However, developing a network of native Pushto-speaking informants in Afghanistan itself should not have been an impossible task given the unpopularity of the regime amongst many ordinary Afghans and the desperate poverty of those sheltering in refugee camps in Pakistan and Iran. If this was not attempted by Western intelligence agencies - and the evidence certainly suggests that it wasn't - then one must ask why. US intelligence was very active in Afghanistan during the Soviet era, not least among the anti-Soviet mujahidin groups, which at that time included one Osama Bin Laden.

There has been considerable debate in the Western media over the shift from human intelligence-gathering to electronic and satellite methods. In part, such criticism is justified. The sheer volume of communications intercepts, even when using systems such as the Echelon monitoring network, make it far easier to gather information after an act of terror has taken place. This often involves little more than old-fashioned police techniques.

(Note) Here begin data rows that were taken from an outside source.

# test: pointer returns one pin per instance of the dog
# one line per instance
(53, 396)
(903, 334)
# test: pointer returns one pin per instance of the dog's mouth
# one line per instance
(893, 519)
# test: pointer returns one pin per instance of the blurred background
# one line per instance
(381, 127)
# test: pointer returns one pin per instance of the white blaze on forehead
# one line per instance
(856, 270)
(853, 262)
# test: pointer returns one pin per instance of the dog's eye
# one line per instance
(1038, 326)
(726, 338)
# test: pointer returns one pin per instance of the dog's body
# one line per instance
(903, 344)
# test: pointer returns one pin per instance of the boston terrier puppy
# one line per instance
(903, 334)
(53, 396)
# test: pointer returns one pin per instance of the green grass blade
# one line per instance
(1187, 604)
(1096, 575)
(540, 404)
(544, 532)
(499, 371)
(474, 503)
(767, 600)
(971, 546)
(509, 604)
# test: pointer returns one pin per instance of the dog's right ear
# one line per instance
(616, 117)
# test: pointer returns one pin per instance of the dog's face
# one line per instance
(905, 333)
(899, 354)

Preventative intelligence, however, requires significantly greater investment, most noticeably in terms of skilled personnel who are capable of interpreting material and deciding which of the many warnings received each day represent a real and credible threat. Contrary to popular fantasy, fuelled by the image portrayed in movies of the James Bond genre, a career in most Western intelligence services is not overly well paid and often involves tedious, routine analysis of low-level material. As one renegade intelligence officer observed, "Ninety per cent of the work I did involved probably the most boring tasks I have ever performed in my life." It is not hard to see why many able high-fliers wouldn't even consider a career in intelligence.

Reform of such a system will take time, and that is something of which the West is running short. After the attacks on the USA it is easy to see why some pundits have passed the blame to the intelligence services. Our investigations suggest that a lack of political will in the past was the real problem.